Experience

Image

Opportunity Through Education

The remoteness of the Agalta Valley, unfolding deep in the mountains of east-central Honduras, has resulted in it being largely overlooked by the progress of the last century.

Its 50,000 inhabitants face lives of overwhelming poverty, a lack of schools and access to clean water and health care. The government provides free education through the sixth grade in one-room schools, but the families of the Agalta Valley face hurdles in receiving even this basic level of support. 

The region’s traditional one-room schools are comparable to those of rural America in the 1800s, and in many cases no teachers can be found to teach in these remote areas.  Even if a child makes it through a basic, elementary-school program, sending that child to middle school or high school costs approximately $600 a year – more than the average family makes annually.

Fortunately, change is occurring in the valley.

Valley residents and volunteers from the United States have built new schools which are operated by an organization called Honduras Outreach Inc. (HOI). Unlike the region’s traditional schools, the HOI facilities have full-time teachers, curriculum and classrooms for every grade and run on regular schedules – and HAVE’s main purpose is to raise money for these schools. In addition to more than 40 area kindergartens and one- room schools, HAVE works to support Hope Schools- kindergarten, elementary, middle and future high school that educates hundreds of Agalta Valley children every year.

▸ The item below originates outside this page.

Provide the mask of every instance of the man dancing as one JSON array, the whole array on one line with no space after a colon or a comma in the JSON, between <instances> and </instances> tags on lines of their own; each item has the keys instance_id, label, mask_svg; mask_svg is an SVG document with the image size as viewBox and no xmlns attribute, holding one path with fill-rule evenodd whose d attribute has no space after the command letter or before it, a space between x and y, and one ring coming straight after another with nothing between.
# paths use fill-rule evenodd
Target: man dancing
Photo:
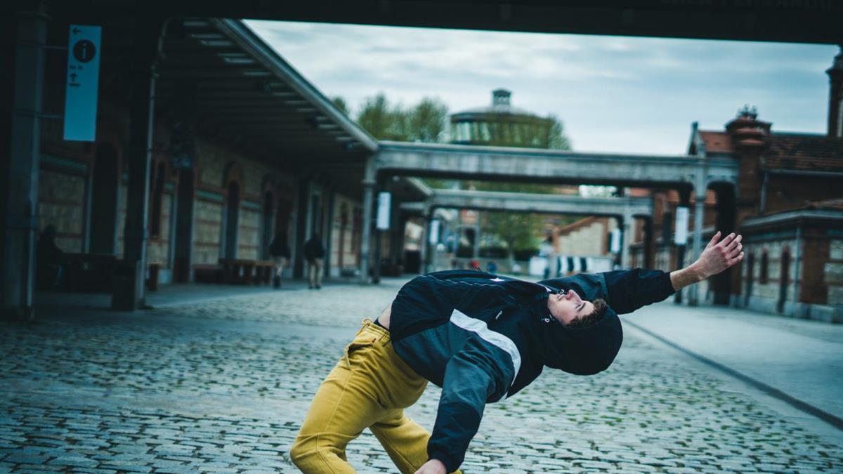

Though Hope Schools are centrally-located along the main highway through the Valley, children from remote villages are willing to travel huge distances daily, often leaving home in the dark, walking, taking buses or riding horseback to reach the clean, safe and dependable schools now available to them. Experience the daily journey of a child traveling to Hope Schools in the Agalta Valley.

The student admission policy is simple:

  • Students must be from the valley
  • They must want to learn
  • Their parents must be supportive of their education
  • They must be willing to follow the Rules of Conduct

Any student agreeing to these tenets may attend the Hope Schools free of charge. These schools provide opportunities to hundreds of students who previously had no access to quality education. Community support is measurable, with Parent Teacher Association (PTA) participation as high as 90 percent.

In 2021 HAVE provided "seed" money to help launch the Garden of Hope, as an expansion of the STEM (Science, Technology, Engineering, Mathematics) project-based curriculum. It has been an amazing success and is expanding exponentially!

The teachers, students, parents and community have worked tirelessly to clear, level and cultivate the land. They built a massive fence to protect the crops from animals, a huge greenhouse-to grow seedlings, a water tower, an irrigation system and are growing crops- jalapeno peppers, plantains, avocadoes, lime trees, cacao and more!

In 2022 they will build an outdoor classroom as a place to learn and to process their harvest, and develop a community garden.

Also, the 2022 Hope Middle School teachers and students will travel to 15 area schools to share seedlings and techniques to enable these schools to create their own Garden of Hope and community garden! This program has no bounds and is a game-changer for the valley!

HAVE also supports adult education and vocational education where initiatives show promise.  Such efforts have included agricultural education, animal husbandry and adult literacy in addition to sewing and other marketable skills.